Las noches para la muchacha eran un misterio. Rubén, respetando la magnitud de su dolor, tras depositar en su frente un cálido ósculo, se recluía en su escritorio y se dedicaba durante largas horas a sus estudios del Talmud. Cuando ella lo oía regresar, sentía cómo se introducía en silencio en la alcoba conyugal sin apenas hacer ruido y sin intentar acercarse a ella, cosa que Esther le agradeció infinitamente e hizo que en ella naciera un cálido afecto hacia aquel ser tan sumamente delicado que todavía no había consumado el matrimonio.

Una mañana, cuando la niña iba a salir para dirigirse con Sara a la casa que había sido de su padre, Rubén la detuvo y le rogó que entrara en su despacho. Esther así lo hizo indicando a su ama que la esperara en la entrada del jardín.

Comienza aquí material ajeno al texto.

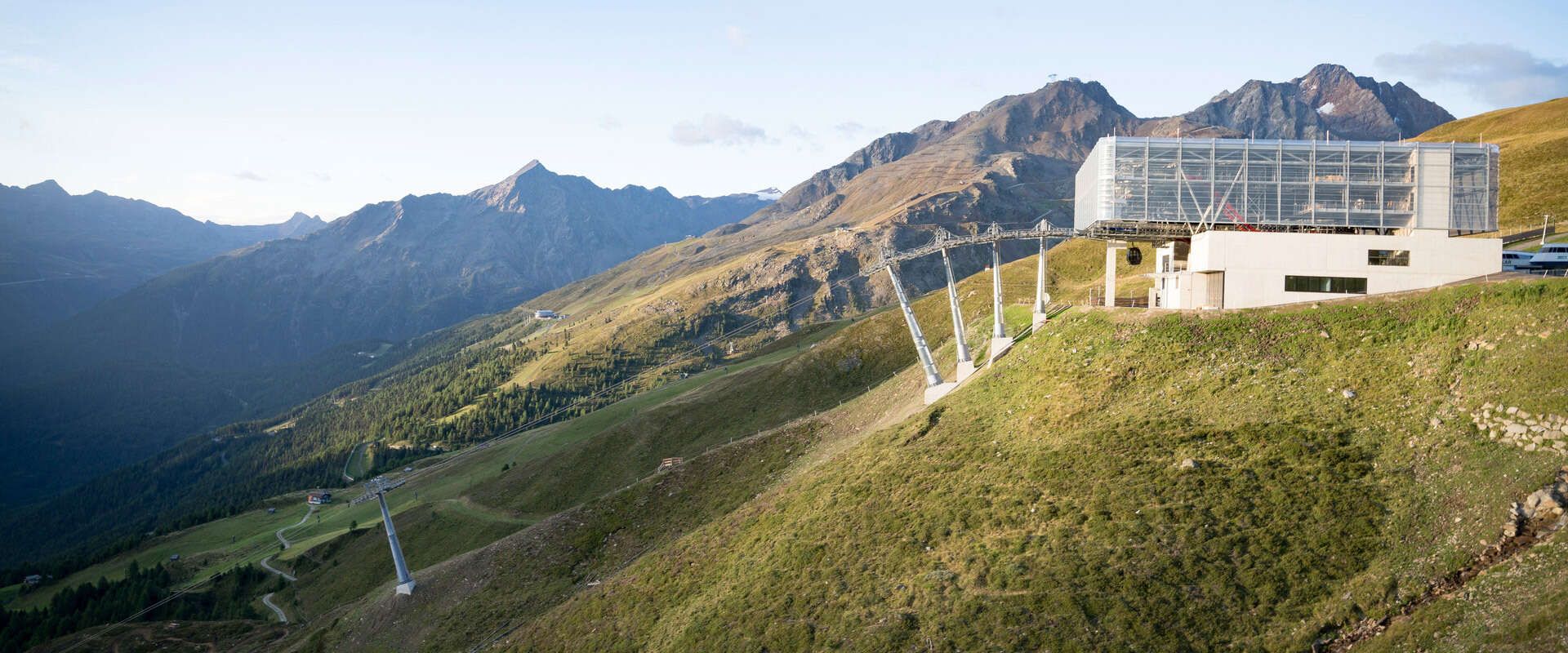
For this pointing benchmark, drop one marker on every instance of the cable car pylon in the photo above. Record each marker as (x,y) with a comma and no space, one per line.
(376,489)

La pieza era una cámara de mediano tamaño llena de libros, manuscritos y documentos que más parecía un almacén de viejo que el despacho de un estudioso. El muchacho apartó con sumo cuido unos papeles que ocupaban un escabel y la invitó a sentarse. Esther se recogió la túnica con la mano diestra y se ubicó en el lugar que le indicara su esposo; éste lo hizo tras la mesa atestada de papiros y, tras observarla con detenimiento, comenzó su disertación.

—Querida esposa, dado a los sufrimientos que habéis padecido, he procurado que el tránsito que para toda mujer representa el cambio de soltera a casada haya sido lo más sosegado posible, y mi deseo es que os encontréis a mi lado tan serena y segura como lo estabais en casa de vuestro padre, que Elohim haya acogido en su seno.

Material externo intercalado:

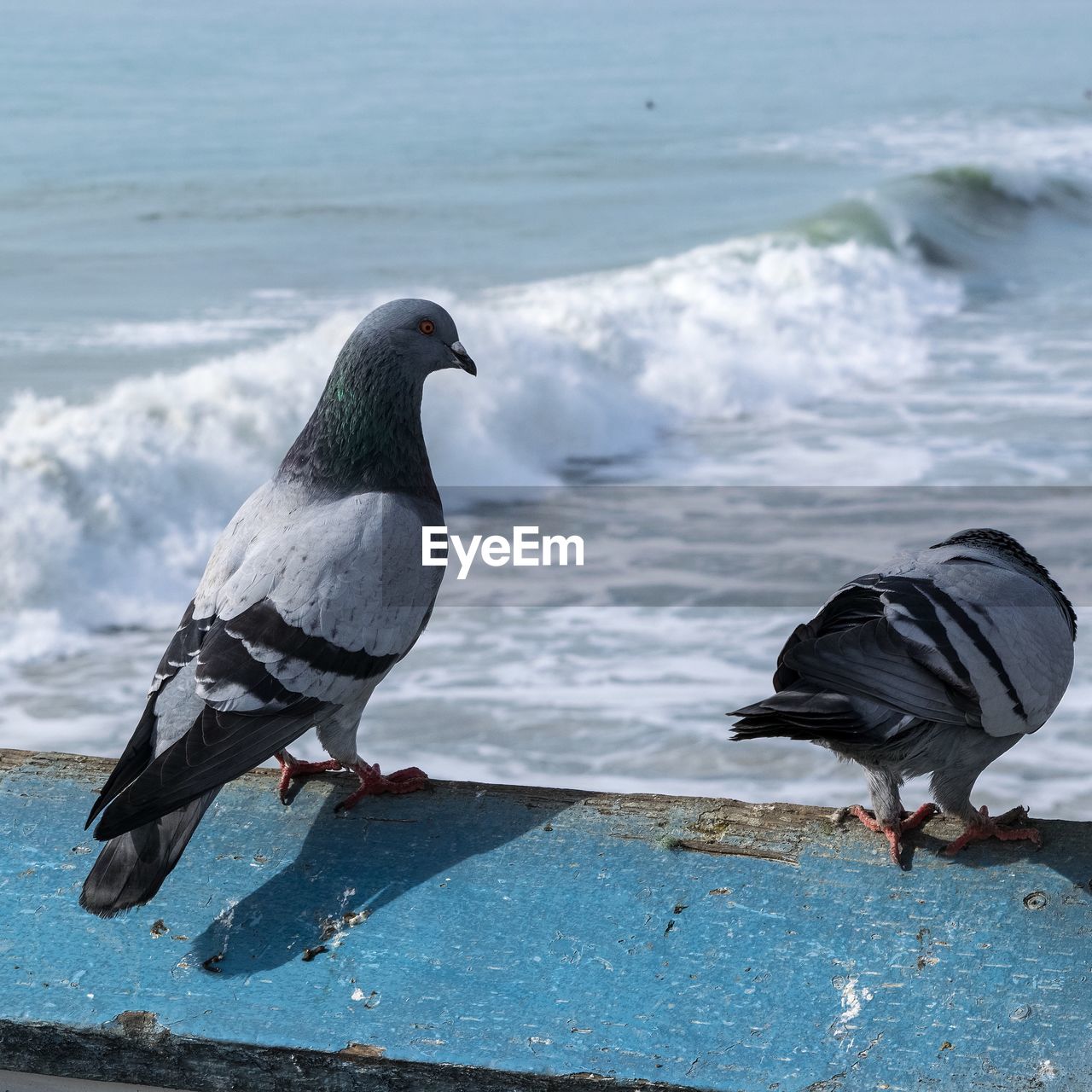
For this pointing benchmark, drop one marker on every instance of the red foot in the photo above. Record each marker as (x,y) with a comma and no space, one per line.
(291,769)
(373,782)
(894,837)
(989,828)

—Os doy las gracias, esposo mío, y jamás podréis saber lo que os agradezco la paciencia y el tacto que habéis mostrado para conmigo a fin de que me acostumbre a mi nuevo estado. Espero ser con el tiempo una buena esposa para vos y daros la vida placentera que merecéis y que tan grata y necesaria os es para vuestros trabajos.

—No tenéis por qué agradecerme nada. Vuestro cuerpo es joven y hermoso, pero me es mucho más caro vuestro espíritu. Tiempo habrá para que, en mejores condiciones, ejerzamos de marido y mujer y consumemos nuestra unión, hacerlo en estas circunstancia hubiera sido portarme como un animal cualquiera y no es éste mi caso, pero os he hecho entrar aquí para otras cuestiones que a ambos nos conciernen y que como esposa que sois mía os debo comunicar.

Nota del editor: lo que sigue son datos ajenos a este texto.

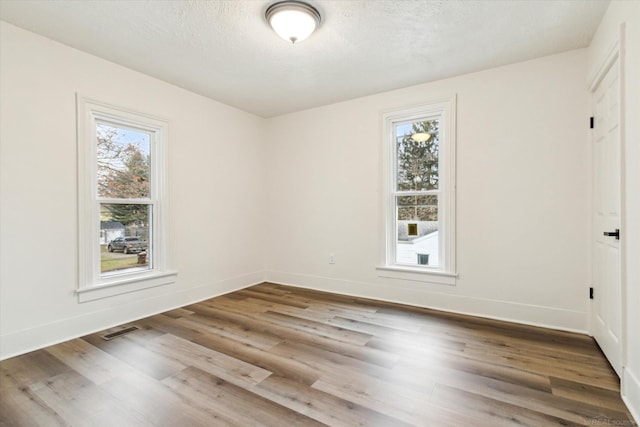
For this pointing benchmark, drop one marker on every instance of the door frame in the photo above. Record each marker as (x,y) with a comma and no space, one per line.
(615,53)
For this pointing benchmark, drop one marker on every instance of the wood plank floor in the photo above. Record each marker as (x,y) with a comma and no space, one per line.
(272,355)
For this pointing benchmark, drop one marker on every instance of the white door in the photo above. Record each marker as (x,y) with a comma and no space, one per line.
(607,298)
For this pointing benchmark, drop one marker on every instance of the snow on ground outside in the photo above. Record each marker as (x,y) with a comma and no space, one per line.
(407,252)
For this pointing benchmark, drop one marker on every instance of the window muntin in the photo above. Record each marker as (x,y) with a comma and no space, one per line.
(122,184)
(419,192)
(416,192)
(124,190)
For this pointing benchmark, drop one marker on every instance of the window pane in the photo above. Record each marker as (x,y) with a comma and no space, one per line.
(123,160)
(124,238)
(417,146)
(417,230)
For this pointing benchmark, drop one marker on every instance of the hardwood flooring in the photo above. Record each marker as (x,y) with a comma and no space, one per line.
(272,355)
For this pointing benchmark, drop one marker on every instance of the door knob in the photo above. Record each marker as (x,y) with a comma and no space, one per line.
(615,234)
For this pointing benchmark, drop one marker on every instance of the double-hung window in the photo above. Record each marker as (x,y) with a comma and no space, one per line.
(419,193)
(122,198)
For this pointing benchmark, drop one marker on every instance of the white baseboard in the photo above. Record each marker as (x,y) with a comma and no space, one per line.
(27,340)
(528,314)
(631,392)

Se hizo el silencio y las cejas de Esther se alzaron interrogantes.

—Veréis, amada, aunque aún no somos una sola carne sí somos ya un solo espíritu, y justo es que cada circunstancia que vaya a afectar nuestra vida en común sea sometida al criterio de ambos.

—Y ¿qué es ello, Rubén?

—Me han enviado un mensaje desde la cancillería del rey, notificándome que el próximo miércoles nos recogerá una guardia de seis hombres a cuyo mando estará un teniente del rey para acompañarnos adondequiera que queramos ir hasta instalar nuestro hogar en cualquier lugar dentro de los confines del reino.

—Y ¿puedo saber cuál es el lugar que habéis escogido para que iniciemos nuestra vida de casados?

—Es prematuro. En primer lugar nos dirigiremos a Córdoba y allí tomaré la decisión final cuando la garantía del secreto de nuestro destino sea absoluta. Donde vayamos deberemos vivir de mi trabajo, otra cosa no me parecería digna.

—Pero, sabéis que la cuestión económica no nos apremia y que con la herencia de mi padre podemos establecernos donde mejor os pluguiere, ¿qué necesidad tenemos de depender de vuestro esfuerzo?

—Veréis, Esther, yo agradezco y respeto la decisión del gran rabino en cuanto a vuestra herencia, pero pretendo que mi familia viva de mi trabajo y desearía que mi decisión, que es criterio cerrado, fuera de vuestro agrado.